Virale dunkle Materie

„Viren im Boden sind überhaupt ein Sonderfall. Ihre Bedeutung ist mittlerweile unbestritten, bei unserer Literaturrecherche haben wir aber nur drei Publikationen identifiziert, die sich explizit mit Viren in Bergböden befassen“, verdeutlicht Paul Illmer. Wie artenreich die sogenannte „virale dunkle Materie“ ist und welche Funktion sie in Interaktionen hat, ist also noch kaum bekannt.

Unbekannte Bodentierchen

Auch über die Zusammensetzung der Mikrofauna und Mesofauna weiß man sehr wenig, ein deutlicher Anstieg an Veröffentlichungen setzt erst 2015 und damit noch später als bei den meisten anderen Gruppen ein. „Bis jetzt fehlen entsprechende Methoden, um die Biodiversität kleiner Bodentiere zu erforschen. Mit der Entwicklung und Etablierung molekulare Methoden wird auch auf diesem Gebiet die Anzahl der Studien steigen“, erklärt Julia Seeber vom Institut für Ökologie. „Wir können aktuell nicht nachvollziehen, welche Veränderungen durch die Klimakrise bereits wirksam sind, weil wir gar nicht wissen, wie die Mikro- und Mesofauna vorher ausgesehen hat“, bedauert die Bodenökologin und verdeutlicht: „Höchstwahrscheinlich sind bereits Arten verschwunden, von denen wir gar nie wussten.“ – Ein Fakt, das auch auf andere Organismengruppen zutrifft. Umso wichtiger ist es, so die Autor:innen unisono, dass nun mit dem Paper ein Startpunkt für ein Monitoring der Bodenbiologie im Gebirge gelegt wurde. „Um eine wissenschaftlich fundierte Entscheidungsfindung und Gesetzgebung zum Schutz von Bergregionen zu ermöglichen, ist es ist unumgänglich zu wissen, welche Lebewesen im Boden vorhanden sind“, so lautet ein Fazit aus der Bestandsaufnahme.

Sechs verschiedene Grafiken zu sechs verschiedenen Organismengruppen.

Liniendiagramme, die die kumulative Anzahl wissenschaftlicher Veröffentlichungen im Laufe der Zeit zeigen, die sich mit der biologischen Vielfalt des Bodens oberhalb der Baumgrenze in gemäßigten und kontinentalen Bergregionen befassen. 

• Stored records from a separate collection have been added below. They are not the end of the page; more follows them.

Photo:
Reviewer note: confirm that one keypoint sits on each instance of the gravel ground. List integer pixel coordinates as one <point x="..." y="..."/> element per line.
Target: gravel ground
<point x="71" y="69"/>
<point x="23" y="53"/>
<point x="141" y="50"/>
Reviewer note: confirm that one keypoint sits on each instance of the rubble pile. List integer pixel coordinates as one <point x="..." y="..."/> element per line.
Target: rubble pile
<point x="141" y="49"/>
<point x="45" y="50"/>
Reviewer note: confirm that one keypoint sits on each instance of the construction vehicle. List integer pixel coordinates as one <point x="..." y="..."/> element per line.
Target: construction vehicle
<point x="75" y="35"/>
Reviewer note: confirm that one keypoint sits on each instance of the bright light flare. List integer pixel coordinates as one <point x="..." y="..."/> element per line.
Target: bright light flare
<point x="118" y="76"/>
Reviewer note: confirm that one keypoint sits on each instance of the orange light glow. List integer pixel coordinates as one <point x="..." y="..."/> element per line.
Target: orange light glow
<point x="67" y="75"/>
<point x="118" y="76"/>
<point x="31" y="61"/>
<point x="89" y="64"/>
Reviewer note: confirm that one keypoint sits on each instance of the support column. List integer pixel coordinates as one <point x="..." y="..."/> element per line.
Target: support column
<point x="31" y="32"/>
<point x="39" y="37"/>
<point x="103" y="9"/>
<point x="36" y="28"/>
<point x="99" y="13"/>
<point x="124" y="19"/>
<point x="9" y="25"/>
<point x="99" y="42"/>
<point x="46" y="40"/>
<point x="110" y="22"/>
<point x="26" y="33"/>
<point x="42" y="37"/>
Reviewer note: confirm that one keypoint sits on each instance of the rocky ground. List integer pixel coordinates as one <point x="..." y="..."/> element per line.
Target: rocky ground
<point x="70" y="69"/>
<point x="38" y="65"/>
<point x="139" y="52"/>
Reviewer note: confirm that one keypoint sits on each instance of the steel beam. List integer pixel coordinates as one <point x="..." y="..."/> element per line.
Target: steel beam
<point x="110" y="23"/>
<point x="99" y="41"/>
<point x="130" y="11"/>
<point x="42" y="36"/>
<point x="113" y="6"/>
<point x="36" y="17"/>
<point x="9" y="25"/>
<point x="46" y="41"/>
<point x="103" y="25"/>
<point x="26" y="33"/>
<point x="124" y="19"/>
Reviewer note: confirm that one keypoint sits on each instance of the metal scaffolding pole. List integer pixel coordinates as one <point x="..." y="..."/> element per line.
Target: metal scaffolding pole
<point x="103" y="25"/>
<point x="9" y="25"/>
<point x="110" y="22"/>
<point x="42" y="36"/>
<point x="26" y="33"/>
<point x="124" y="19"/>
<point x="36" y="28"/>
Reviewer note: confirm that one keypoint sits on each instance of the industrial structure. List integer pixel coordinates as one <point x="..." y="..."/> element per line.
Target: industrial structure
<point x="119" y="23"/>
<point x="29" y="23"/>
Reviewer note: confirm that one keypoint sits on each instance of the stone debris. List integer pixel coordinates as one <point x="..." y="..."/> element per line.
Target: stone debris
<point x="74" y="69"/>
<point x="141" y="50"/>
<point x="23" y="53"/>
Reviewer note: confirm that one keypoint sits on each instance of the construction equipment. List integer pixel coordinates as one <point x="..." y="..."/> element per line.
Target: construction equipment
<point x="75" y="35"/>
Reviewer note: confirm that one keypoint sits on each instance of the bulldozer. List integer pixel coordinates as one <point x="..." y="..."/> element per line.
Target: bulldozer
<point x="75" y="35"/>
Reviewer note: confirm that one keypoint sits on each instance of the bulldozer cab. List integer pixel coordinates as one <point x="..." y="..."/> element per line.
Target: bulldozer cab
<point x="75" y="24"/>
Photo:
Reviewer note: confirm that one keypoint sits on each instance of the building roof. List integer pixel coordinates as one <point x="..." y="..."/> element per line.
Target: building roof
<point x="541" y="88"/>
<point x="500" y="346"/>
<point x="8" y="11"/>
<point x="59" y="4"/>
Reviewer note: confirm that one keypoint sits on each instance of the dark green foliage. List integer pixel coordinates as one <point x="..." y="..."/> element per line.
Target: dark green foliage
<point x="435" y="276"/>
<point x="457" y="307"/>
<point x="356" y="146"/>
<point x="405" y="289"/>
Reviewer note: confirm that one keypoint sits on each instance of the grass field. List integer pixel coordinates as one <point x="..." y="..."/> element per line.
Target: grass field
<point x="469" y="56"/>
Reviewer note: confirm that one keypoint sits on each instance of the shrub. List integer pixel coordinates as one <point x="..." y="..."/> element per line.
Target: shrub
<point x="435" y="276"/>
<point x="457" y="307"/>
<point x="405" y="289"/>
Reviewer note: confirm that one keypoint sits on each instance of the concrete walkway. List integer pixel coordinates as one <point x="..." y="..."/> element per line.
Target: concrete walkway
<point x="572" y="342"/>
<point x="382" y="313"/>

Sechs verschiedene Liniendiagramme zu den unterschiedlichen Organismengruppen.

Höhenabhängige Muster

Die Veröffentlichung deckt im Übrigen nicht nur Bereiche mit dem größten Forschungsbedarf auf, sondern dokumentiert die bemerkenswerte Anpassungsfähigkeit sowie die ökologischen Funktionen von Bodenorganismen in alpinen Lebensräumen. Die Studie versucht außerdem aus dem vorhandenen Wissen höhenabhängige Diversitätsmuster und deren Einflussfaktoren und Interaktionen zu identifizieren, um Rückschlüsse auf zukünftige, durch steigende Temperaturen verursachte Änderungen zu ermöglichen.